Atualmente, o São Vicente possui sua capela, de viés católico e, por isso, o secretário acha justo que o pastor também tenha um espaço para suas funções. Miranda explicou a contratação como uma forma de dar mais humanização ao serviço do hospital e encara o cargo como administrativo. Não existe hoje a função de pastor dentro de determinada empresa ou instituição. Ainda assim, o secretário disse que a contratação – com um profissional desempenhando uma função diferente do que consta na folha de pagamento – não é ilegal. 

Procurado pela reportagem anteontem, o pastor afirmou que foi indicado por Miranda. Sobre a declaração, o secretário disse não ser verdade e que a indicação foi do Conpas (Conselho de Pastores). 

O novo profissional do São Vicente deverá, também, fazer um curso de especialização em capelania e passar seus ensinamentos para outras pessoas, para que isso seja levado a outros hospitais e instituições. Ainda segundo o secretário, o assunto não foi abordado com Pedro Bigardi (PCdoB) e ele não sabia se o prefeito tinha conhecimento do caso. O pastor, além de trabalhar de segunda a sexta-feira, poderá estar presente também aos finais de semana no hospital. 

Católicos – Segundo o secretário de Saúde, o padre que trabalha hoje dentro do São Vicente também recebe um salário – de R$ 700 – e a ideia é equipará-lo ao do pastor. De acordo com o padre Jorge Demarchi, coordenador do Setor de Comunicação da Diocese de Jundiaí, entretanto, nunca houve uma remuneração por parte do Hospital São Vicente de Paulo para o padre que ali atua.  

“Não tenho conhecimento de que ele receba um salário do hospital. O que existe é uma ajuda de custo, paga pela Cúria Diocesana, para que o padre possa se manter”, afirma padre Jorge. Ele também confirmou o trabalho voluntário feito pela Pastoral da Saúde. A presença de uma outra religião além da católica e da evangélica não se justifica para Miranda, porque o serviço de capelania é apenas desenvolvido por estas duas religiões.
Pedido 

O vereador Rafael Antonucci (PSDB) enviou um ofício a Miranda, ontem, pedindo a anulação da contratação do pastor. Cópia do documento foi postada em uma rede social e gerou discussões entre seus usuários. 

Procurado, o vereador disse que seu foco não é a religião, que ele respeita, mas a remuneração do pastor. No ofício, ele se refere à contratação como “verdadeira atrocidade financeira”. Antonucci ainda cita o Artigo 19 da Carta Maior, “com o impedimento específico de quaisquer verbas que possam ser definidas como contribuições ou pagamentos a integrantes desta ou daquela religião”. 
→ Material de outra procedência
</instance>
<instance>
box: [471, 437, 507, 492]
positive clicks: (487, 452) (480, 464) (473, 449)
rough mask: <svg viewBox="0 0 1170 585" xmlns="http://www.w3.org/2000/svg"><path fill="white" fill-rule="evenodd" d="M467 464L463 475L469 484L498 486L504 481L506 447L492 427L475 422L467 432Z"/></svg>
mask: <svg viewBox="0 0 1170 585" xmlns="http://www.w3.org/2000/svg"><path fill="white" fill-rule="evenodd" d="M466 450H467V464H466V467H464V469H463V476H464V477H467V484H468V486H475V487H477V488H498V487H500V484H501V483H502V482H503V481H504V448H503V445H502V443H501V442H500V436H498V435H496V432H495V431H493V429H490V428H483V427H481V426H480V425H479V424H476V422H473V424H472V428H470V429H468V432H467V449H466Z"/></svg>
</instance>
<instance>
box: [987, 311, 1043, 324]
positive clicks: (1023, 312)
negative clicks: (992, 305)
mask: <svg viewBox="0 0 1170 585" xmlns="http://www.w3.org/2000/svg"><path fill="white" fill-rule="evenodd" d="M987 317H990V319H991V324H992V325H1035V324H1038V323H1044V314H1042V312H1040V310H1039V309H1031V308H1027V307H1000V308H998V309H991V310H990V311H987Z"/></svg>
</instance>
O conselheiro de Saúde Osvaldo Cosmo afirmou que o Comus (Conselho Municipal de Saúde) – do qual Miranda é o presidente – não foi avisado sobre a contratação do pastor e considera a situação constrangedora para o hospital. Osvaldo  sabia da presença do pastor, mas não da remuneração e que ainda não conversou com o superintendente do São Vicente, Fued Maluf, sobre o caso. 

Miranda, ao ser questionado sobre o motivo de não ter avisado os outros membros do Comus a respeito da contratação de José Adilson, disse tratar-se da entrada de um novo profissional, como qualquer outro. 

Agostinho Moretti, presidente do Conselho de Saúde do São Vicente, também se colocou contra a remuneração do pastor. “Os conselheiros, por exemplo, fazem trabalhos aqui, mas são todos voluntários.” Nós próximos dias, os conselheiros do São Vicente deverão se reunir e o caso do pastor entrará em discussão.